Corporal Reyes seemed to wake up from his reverie. “Sergeant, can’t we ask the padre at the mission to offer her sanctuary?”

“The pad…” Sgt. Garcia was about to give Reyes a tongue-lashing but realized there was something to it. “Si, Corporal, that would be much better than putting such a lovely senorita in our stinking jail. I am so glad I thought of it.” He smiled with self-contentment.

This was almost too much comedy for Jenna. These two would easily make a fortune on a sitcom, if they were from her time. The two soldiers looked at her and she nodded in answer to their brainstorm. She put her hands together, as if in prayer, and nodded. Rather a cot in a church, than in jail. So this was how homeless shelters began, she thought.
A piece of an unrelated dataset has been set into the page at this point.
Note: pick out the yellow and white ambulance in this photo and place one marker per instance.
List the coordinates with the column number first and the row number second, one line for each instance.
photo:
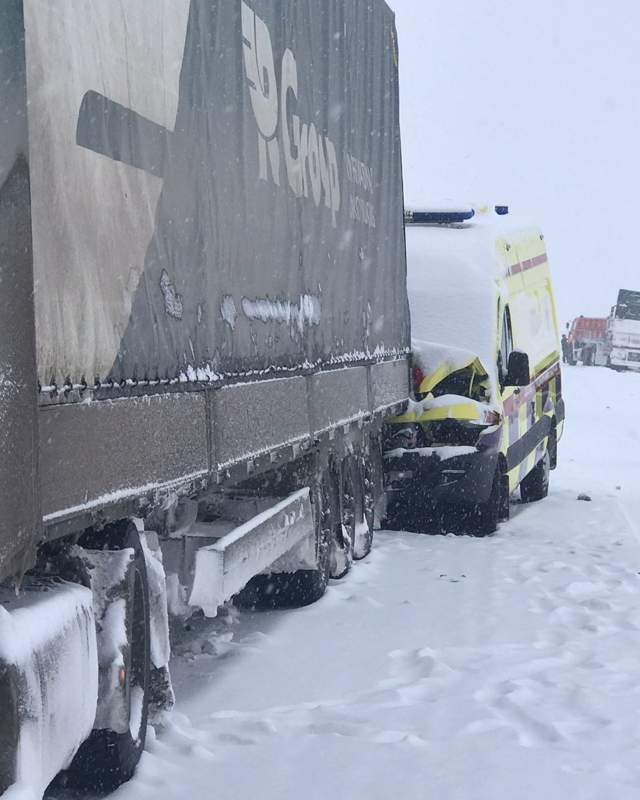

Shortly after, Sergeant Garcia took Jenna to the mission and arranged shelter for her. She was to be allowed minimal freedom. Just walking around the pueblo were her restrictions and then she was to stay at the mission until it was decided what to do with her. It troubled the sergeant. Without knowing where she came from, and no papers, he couldn’t come up with any solution that seemed fair to inflict on such a lovely young senorita. Maybe it would eventually come to allowing her to be a peon, or a beggar. Or perhaps she would be able to stay in the pueblo if she married someone. The padre would welcome her to become a sister in the church. He would know of a convent for senoritas. Sergeant Garcia thought about it. Noooo, he thought. It would be such a waste of a beautiful woman. He had seen her spirit when she’d thrown the pebble at the horse that dislodged Corporal Reyes. She wouldn’t last in such a place.

Perhaps he would ask Don Diego the next day. But first he needed to meet the new comandante.